As a grandfather is approaching the end of his life, this is about his attempt to focus on the memories that he is slowly losing. It's also about how his son and his grandson are coping with the upcoming loss of someone who is so important to each of them. All the while, they continue to care for him.

The grandson, Noah, has such an unbelievably special connection with his grandfather. It gave me pause to think back to the relationships that my parents had with my children (and made me wonder if I'll ever have grandchildren that I might have such a connection with).

This special, impactful story will stick with me for a long time.

 

Monday, June 6, 2022

The Summer Place

Another Jennifer Weiner novel, The Summer Place, is one that fell flat with me. It's the story about a wedding that will bring together a family that hasn't spent enough time together recently.

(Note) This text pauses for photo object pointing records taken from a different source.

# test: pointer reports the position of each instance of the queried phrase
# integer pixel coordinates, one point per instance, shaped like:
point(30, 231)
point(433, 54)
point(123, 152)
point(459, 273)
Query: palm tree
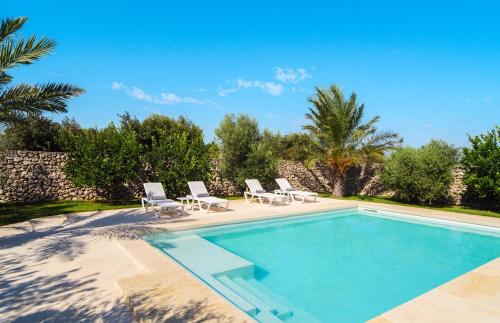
point(341, 139)
point(18, 101)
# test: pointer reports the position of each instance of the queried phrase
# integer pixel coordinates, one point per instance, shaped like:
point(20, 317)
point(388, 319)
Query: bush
point(105, 159)
point(482, 169)
point(36, 132)
point(422, 174)
point(176, 158)
point(173, 151)
point(245, 151)
point(297, 146)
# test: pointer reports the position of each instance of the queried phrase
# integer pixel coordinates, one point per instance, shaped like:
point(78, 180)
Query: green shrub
point(482, 169)
point(176, 158)
point(105, 159)
point(422, 174)
point(173, 151)
point(297, 146)
point(245, 151)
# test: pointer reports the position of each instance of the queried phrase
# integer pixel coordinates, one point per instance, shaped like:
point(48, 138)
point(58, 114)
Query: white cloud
point(272, 88)
point(290, 75)
point(164, 98)
point(271, 115)
point(139, 94)
point(117, 85)
point(225, 92)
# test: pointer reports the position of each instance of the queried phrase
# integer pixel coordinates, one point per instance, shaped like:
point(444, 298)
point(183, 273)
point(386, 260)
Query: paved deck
point(93, 266)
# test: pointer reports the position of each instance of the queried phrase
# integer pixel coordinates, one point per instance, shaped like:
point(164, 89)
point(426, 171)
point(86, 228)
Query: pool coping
point(216, 297)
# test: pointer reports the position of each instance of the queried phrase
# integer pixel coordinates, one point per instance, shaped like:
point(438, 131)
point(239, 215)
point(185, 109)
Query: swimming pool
point(339, 266)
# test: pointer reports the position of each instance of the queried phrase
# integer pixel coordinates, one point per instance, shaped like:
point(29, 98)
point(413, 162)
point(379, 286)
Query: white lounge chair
point(292, 193)
point(200, 195)
point(155, 195)
point(255, 190)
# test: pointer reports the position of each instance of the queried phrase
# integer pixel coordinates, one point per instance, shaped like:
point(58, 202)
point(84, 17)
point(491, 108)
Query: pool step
point(265, 294)
point(269, 310)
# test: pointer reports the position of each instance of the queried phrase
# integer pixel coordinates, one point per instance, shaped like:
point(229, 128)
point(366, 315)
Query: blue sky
point(430, 70)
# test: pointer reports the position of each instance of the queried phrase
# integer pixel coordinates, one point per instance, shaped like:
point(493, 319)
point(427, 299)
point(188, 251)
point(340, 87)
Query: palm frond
point(19, 100)
point(341, 137)
point(23, 51)
point(10, 26)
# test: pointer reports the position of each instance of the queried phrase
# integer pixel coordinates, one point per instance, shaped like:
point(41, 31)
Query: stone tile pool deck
point(94, 266)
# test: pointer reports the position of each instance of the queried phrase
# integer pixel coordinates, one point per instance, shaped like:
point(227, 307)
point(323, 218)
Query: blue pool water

Ronnie's husband has recently died and she's living alone in her house on Cape Cod. The showcase house where she spent summers with her children when they were kids and where she imagined spending time with her kids and their kids, when they came. That hasn't happened. Sarah, her daughter, is busy with marriage, a career, a stepdaughter (the future bride) and two young sons. Sarah's twin, Sam, has moved to California and just hasn't found himself. At age 38. The house sure hasn't enjoyed the family time it had anticipated.

And yes, the house is a character in the book. Kind of like, if walls could talk. I'm still not sure how I felt about that little bit of narrative.

Sarah's stepdaughter, Ruby, is preparing to marry her quarantine boyfriend. They started dating about six weeks before the first Covid lockdown. Sarah invited Ruby to move back home and quarantine with the family. Ruby brought new boyfriend, Gabe, along.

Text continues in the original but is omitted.